Migliore: “La positività impone la duplicazione dei percorsi di assistenza”

Nel merito, come riporta Adnkronos, il Presidente della Fiaso, Giovanni Migliore, ha spiegato: “A differenza di tante altre condizioni di positività che possono essere gestite in reparti multidisciplinari, una partoriente positiva al Covid va ricoverata nei reparti di Ostetricia. Questo impone la duplicazione dei percorsi per l’assistenza di pazienti negative e positive, che devono essere separate, con il conseguente raddoppio delle risorse necessario. È un impegno importante. Occorre rivolgere ancora una volta un appello alla vaccinazione a tutte le donne incinte che ancora non hanno aderito alla campagna”.

“Necessario insistere sulla vaccinazione”
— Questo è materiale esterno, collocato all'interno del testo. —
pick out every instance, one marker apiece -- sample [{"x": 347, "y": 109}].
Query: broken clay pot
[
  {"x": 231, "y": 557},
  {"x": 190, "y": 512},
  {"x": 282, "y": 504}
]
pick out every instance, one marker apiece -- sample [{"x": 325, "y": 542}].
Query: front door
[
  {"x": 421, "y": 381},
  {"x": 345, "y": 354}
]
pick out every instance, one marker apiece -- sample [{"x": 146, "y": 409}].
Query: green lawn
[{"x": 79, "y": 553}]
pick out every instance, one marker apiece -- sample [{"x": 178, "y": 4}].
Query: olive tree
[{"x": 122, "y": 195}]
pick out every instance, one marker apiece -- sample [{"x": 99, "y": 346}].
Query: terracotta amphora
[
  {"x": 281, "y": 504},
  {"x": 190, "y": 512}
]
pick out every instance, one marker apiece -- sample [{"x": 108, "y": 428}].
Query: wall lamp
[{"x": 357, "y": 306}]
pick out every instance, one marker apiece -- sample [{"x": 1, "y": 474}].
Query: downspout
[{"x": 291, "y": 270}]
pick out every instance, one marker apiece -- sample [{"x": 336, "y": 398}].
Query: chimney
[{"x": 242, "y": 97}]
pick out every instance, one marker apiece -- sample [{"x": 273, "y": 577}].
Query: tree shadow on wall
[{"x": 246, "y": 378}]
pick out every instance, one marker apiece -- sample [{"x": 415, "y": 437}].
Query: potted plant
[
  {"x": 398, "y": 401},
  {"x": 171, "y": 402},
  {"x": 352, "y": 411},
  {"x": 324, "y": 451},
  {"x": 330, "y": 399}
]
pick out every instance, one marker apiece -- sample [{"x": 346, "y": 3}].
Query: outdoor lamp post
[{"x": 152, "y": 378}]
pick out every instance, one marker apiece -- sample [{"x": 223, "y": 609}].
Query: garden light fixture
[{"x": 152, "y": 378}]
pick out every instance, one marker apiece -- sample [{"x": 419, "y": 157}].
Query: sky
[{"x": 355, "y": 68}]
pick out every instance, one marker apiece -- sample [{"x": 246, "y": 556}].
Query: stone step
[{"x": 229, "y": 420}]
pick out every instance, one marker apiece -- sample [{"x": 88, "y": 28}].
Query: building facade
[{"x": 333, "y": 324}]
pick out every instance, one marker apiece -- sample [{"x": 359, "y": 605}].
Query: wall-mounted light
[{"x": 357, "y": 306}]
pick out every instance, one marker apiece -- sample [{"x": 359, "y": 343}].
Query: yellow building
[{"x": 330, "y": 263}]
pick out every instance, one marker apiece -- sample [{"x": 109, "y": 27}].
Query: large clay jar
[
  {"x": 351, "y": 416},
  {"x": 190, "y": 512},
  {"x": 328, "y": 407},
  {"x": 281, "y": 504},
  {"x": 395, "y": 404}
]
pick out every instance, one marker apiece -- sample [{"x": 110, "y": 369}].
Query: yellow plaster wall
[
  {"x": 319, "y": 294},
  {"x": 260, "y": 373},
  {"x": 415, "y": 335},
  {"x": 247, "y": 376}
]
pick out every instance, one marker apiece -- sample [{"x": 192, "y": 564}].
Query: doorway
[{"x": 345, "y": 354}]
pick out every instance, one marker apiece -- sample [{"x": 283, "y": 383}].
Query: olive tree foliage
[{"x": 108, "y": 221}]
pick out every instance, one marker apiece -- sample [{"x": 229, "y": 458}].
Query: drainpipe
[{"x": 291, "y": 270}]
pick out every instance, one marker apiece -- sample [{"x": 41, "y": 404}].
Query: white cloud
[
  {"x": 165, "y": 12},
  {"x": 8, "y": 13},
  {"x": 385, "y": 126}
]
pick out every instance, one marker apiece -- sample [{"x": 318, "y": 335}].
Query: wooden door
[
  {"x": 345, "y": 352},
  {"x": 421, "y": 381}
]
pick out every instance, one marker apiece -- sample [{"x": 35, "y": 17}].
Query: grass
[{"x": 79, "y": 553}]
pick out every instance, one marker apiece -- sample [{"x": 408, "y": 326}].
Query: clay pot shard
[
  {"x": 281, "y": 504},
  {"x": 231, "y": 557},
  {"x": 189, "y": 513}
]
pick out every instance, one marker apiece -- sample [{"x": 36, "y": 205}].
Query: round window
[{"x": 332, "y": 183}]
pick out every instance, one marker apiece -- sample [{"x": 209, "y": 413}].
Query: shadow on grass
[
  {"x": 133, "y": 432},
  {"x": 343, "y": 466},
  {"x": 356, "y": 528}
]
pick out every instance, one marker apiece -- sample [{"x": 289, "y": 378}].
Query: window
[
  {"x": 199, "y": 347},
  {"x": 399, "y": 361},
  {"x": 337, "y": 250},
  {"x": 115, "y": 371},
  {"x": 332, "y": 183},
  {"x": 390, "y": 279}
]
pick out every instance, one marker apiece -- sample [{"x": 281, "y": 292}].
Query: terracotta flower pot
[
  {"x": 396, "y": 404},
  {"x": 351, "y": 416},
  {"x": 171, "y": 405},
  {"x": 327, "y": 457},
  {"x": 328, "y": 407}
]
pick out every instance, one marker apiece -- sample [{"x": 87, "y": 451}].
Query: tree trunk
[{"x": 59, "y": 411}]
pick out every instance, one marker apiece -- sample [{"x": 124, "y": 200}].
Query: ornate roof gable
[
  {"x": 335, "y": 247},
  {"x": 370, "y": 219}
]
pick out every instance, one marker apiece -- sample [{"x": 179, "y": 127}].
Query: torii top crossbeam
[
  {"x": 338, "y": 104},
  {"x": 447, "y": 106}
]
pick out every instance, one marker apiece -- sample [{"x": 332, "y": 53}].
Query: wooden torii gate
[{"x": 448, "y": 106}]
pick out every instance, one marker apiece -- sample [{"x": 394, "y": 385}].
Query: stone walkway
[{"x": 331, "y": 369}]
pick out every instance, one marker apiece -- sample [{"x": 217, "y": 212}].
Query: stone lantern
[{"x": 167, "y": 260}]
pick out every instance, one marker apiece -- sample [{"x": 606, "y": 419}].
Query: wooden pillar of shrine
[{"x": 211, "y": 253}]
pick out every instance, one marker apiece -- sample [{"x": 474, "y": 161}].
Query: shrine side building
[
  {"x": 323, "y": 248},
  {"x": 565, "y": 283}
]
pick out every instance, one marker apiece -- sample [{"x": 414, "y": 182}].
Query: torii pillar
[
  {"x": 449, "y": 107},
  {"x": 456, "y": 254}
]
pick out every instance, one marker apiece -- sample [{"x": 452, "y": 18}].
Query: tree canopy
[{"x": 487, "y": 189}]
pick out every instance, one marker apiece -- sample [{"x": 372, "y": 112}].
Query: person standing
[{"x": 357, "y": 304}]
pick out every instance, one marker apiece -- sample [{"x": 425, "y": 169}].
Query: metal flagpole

Una donna incinta su due – prosegue Migliore – non è vaccinata e il rischio, con l’ampia circolazione della variante Omicron, di contrarre l’infezione da Sars-Cov-2 durante i nove mesi, nei quali la donna è più suscettibile, è altissimo e può generare complicanze nella gravidanza, per la salute della donna e del bambino. È necessario insistere sulla necessità di vaccinarsi in gravidanza per prevenire l’infezione e minimizzare il rischio di complicanze. In questo, il ruolo dei ginecologi è fondamentale per fugare le paure di una donna in attesa”.